Now, the QK matrix computation becomes:
$$ \begin{aligned} \boldsymbol{q}_t^{(s)} \boldsymbol{k}_i^{(s)\top} &= \left[ \boldsymbol{c}'_t \boldsymbol{W}_{qc}^{(s)}, \boldsymbol{c}'_t \boldsymbol{W}_{qr}^{(s)} \boldsymbol{\mathcal{R}}_t \right] \left[ \boldsymbol{c}_i \boldsymbol{W}_{kc}^{(s)}, \boldsymbol{x}_i \boldsymbol{W}_{kr} \boldsymbol{\mathcal{R}}_i \right]^\top \\ &= \boldsymbol{c}'_t \left( \boldsymbol{W}_{qc}^{(s)} \boldsymbol{W}_{kc}^{(s)\top} \right) \boldsymbol{c}_i^\top + \left( \boldsymbol{c}'_t \boldsymbol{W}_{qr}^{(s)} \boldsymbol{\mathcal{R}}_t \right) \left( \boldsymbol{x}_i \boldsymbol{W}_{kr} \boldsymbol{\mathcal{R}}_i \right)^\top \end{aligned} $$Through this decoupling, the weight matrices $\boldsymbol{W}_{qc}^{(s)} \boldsymbol{W}_{kc}^{(s)\top}$ in the first term (without RoPE) can still be perfectly absorbed!
4.3 Final KV Cache Size
In the DeepSeek-V2 configuration ($d_c = 4d_k$, $d_r = d_k / 2$), MLA ultimately only needs to cache two components:
- The dimension-reduced latent vector $\boldsymbol{c}_i \in \mathbb{R}^{d_c}$
- The shared RoPE key vector $\boldsymbol{k}_t^R = \boldsymbol{x}_i \boldsymbol{W}_{kr} \boldsymbol{\mathcal{R}}_i \in \mathbb{R}^{d_r}$
Its total KV Cache size is $(d_c + d_r) \times l$, roughly equivalent to 2.25 groups of GQA.
- Pros: Through low-rank projection and matrix absorption, it not only drastically reduces VRAM consumption but also surpasses traditional MHA in model performance by preserving richer joint features.
- Cons: High implementation complexity, and due to the nature of matrix absorption, the code logic differs significantly between the training and inference phases.

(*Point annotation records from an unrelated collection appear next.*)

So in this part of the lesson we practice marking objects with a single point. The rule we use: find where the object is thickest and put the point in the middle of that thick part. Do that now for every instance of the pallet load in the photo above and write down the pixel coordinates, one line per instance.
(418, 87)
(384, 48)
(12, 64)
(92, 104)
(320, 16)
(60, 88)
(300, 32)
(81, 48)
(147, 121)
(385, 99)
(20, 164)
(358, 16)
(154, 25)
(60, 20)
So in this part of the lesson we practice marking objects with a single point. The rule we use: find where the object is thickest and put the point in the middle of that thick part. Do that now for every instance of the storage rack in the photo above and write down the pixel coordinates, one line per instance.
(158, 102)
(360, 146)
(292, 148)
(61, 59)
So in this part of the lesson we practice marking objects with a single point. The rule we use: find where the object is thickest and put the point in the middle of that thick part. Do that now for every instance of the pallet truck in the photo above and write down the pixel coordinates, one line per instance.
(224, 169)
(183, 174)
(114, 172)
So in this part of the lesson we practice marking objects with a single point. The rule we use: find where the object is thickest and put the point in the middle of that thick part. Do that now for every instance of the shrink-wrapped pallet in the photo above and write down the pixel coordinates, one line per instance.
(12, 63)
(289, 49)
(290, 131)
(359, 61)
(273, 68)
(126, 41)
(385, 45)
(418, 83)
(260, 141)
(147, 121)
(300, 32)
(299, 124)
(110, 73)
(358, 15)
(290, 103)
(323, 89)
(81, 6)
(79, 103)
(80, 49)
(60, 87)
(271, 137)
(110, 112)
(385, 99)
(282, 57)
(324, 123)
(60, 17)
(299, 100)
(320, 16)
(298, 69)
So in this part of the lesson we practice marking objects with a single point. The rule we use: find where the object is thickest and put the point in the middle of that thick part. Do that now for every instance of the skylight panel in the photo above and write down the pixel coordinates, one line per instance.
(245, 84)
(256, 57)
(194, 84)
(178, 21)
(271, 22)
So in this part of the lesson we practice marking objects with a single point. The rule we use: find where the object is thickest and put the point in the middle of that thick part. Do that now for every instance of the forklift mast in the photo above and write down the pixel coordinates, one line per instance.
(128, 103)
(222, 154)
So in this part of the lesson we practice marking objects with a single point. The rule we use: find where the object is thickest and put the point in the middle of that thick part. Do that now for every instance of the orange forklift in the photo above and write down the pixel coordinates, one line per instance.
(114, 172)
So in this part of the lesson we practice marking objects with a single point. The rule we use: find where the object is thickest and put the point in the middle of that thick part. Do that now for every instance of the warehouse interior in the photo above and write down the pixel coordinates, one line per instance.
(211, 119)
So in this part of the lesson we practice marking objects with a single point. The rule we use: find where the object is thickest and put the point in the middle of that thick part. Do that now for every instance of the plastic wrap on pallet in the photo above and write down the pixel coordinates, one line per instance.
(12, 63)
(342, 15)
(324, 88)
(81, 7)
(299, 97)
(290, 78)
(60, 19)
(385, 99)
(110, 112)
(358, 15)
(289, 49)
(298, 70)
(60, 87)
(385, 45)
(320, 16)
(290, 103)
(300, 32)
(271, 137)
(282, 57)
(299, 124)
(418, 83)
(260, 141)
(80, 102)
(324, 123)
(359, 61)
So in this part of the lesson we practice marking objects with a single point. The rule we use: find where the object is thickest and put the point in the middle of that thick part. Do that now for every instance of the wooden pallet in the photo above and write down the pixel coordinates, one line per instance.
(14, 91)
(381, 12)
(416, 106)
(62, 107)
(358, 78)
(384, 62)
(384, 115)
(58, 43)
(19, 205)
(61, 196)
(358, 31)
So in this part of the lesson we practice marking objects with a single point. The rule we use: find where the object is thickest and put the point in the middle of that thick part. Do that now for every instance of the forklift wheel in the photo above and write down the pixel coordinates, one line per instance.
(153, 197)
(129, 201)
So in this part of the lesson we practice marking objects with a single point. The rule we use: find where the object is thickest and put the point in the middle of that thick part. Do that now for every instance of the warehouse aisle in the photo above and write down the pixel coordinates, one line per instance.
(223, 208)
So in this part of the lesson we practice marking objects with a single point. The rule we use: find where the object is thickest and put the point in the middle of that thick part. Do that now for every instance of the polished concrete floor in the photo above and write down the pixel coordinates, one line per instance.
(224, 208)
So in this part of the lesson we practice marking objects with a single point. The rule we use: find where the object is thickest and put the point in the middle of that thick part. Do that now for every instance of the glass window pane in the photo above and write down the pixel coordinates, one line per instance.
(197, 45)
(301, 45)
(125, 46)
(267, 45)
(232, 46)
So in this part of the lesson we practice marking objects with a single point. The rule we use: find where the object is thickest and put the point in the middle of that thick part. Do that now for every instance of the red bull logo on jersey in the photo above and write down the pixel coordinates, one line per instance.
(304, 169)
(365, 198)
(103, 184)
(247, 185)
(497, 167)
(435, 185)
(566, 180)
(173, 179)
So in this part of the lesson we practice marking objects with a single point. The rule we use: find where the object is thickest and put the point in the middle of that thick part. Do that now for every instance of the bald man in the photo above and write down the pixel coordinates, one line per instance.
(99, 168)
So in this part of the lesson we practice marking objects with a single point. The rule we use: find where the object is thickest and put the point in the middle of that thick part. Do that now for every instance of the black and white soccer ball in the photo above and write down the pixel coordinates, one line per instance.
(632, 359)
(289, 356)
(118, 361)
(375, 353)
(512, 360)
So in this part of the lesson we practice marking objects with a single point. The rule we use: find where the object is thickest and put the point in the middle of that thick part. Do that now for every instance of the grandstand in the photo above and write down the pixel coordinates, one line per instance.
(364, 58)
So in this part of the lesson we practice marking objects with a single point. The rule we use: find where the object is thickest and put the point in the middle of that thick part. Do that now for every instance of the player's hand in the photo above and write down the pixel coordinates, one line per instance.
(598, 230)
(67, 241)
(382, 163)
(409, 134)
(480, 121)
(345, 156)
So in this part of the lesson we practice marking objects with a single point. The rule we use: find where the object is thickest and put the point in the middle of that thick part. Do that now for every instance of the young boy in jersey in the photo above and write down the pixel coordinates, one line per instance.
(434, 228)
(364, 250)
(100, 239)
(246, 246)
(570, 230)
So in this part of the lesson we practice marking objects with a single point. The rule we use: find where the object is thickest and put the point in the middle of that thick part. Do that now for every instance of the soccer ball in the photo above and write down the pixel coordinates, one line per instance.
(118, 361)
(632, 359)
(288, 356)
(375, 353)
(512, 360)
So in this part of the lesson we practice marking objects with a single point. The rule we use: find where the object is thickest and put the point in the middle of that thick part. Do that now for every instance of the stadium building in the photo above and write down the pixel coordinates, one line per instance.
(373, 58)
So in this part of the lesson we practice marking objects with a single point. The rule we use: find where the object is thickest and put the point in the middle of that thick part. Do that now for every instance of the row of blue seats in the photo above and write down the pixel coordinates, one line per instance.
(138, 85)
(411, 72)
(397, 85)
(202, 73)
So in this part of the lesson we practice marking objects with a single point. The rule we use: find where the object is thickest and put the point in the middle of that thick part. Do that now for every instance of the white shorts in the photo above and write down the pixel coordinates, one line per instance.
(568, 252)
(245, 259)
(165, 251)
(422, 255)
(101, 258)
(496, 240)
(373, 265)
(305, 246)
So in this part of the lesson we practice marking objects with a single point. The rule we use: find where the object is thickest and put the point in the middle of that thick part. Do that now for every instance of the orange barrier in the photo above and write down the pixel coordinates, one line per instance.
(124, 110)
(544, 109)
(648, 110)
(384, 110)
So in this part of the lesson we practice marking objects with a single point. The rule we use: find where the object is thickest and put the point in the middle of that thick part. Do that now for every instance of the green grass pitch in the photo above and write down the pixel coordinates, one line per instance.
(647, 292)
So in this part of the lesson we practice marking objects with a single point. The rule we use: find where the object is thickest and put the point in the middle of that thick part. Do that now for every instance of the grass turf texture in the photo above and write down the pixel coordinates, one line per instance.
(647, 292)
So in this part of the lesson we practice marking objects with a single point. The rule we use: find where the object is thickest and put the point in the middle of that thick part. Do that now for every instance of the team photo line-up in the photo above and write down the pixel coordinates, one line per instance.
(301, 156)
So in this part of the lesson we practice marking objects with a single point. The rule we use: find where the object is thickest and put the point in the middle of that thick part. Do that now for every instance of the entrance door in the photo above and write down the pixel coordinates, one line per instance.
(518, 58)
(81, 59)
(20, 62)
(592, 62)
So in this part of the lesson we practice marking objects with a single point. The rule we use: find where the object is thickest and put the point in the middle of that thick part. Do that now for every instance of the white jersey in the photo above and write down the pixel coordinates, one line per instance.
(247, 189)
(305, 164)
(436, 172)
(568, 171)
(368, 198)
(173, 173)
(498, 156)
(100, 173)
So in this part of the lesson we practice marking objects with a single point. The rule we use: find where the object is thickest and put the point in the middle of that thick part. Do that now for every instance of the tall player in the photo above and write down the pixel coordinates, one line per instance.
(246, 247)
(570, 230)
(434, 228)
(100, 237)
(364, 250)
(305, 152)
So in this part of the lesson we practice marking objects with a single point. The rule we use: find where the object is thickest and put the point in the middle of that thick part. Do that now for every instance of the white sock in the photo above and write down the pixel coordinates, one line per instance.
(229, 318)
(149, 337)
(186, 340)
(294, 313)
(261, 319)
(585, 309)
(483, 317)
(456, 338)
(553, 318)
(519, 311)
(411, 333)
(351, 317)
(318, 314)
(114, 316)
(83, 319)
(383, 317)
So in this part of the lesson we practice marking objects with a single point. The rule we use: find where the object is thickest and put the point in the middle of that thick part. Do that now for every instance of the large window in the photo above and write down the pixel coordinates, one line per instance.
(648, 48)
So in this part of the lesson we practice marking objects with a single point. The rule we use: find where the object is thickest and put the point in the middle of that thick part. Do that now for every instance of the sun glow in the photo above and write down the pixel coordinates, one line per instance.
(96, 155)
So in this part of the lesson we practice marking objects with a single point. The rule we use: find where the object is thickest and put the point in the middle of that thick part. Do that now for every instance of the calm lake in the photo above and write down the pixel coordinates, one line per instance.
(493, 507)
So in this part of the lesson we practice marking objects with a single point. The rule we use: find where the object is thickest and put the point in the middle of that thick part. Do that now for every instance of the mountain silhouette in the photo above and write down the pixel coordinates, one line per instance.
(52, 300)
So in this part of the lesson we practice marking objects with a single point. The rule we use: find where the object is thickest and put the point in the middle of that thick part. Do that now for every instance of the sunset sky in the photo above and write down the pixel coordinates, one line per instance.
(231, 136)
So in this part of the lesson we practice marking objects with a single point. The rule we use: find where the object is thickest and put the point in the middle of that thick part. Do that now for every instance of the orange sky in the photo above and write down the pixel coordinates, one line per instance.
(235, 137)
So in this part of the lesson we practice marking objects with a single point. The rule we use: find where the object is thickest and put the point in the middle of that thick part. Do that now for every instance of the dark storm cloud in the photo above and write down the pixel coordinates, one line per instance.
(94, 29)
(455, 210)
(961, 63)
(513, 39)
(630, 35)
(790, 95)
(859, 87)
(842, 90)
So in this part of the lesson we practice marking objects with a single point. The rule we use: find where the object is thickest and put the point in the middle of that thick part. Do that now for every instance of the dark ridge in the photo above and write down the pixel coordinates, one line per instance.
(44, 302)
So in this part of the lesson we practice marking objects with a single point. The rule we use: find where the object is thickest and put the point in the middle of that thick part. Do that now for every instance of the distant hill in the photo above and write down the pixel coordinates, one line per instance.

(Note: In the original DeepSeek paper, the notation differs slightly—e.g., the input sequence is $\mathbf{h}_t$, and the low-rank projection matrices are $\mathbf{W}^{DQ}$ and $\mathbf{W}^{DKV}$—but the core concept of decoupling and matrix absorption remains exactly the same.)
Conclusion
From MHA to MLA, the evolution of the Attention mechanism clearly illustrates the continuous trade-offs between algorithmic performance and engineering constraints (VRAM, bandwidth):
- MHA: High performance ceiling, but explosive KV Cache growth.
- MQA / GQA: Brute-force VRAM compression via KV sharing, at the cost of feature diversity.
- MLA: Compresses information via low-rank latent vectors, eliminates computational overhead via matrix absorption, and elegantly decouples RoPE. It ultimately achieves the “holy grail” of LLM serving: minimal VRAM footprint coupled with maximum model performance.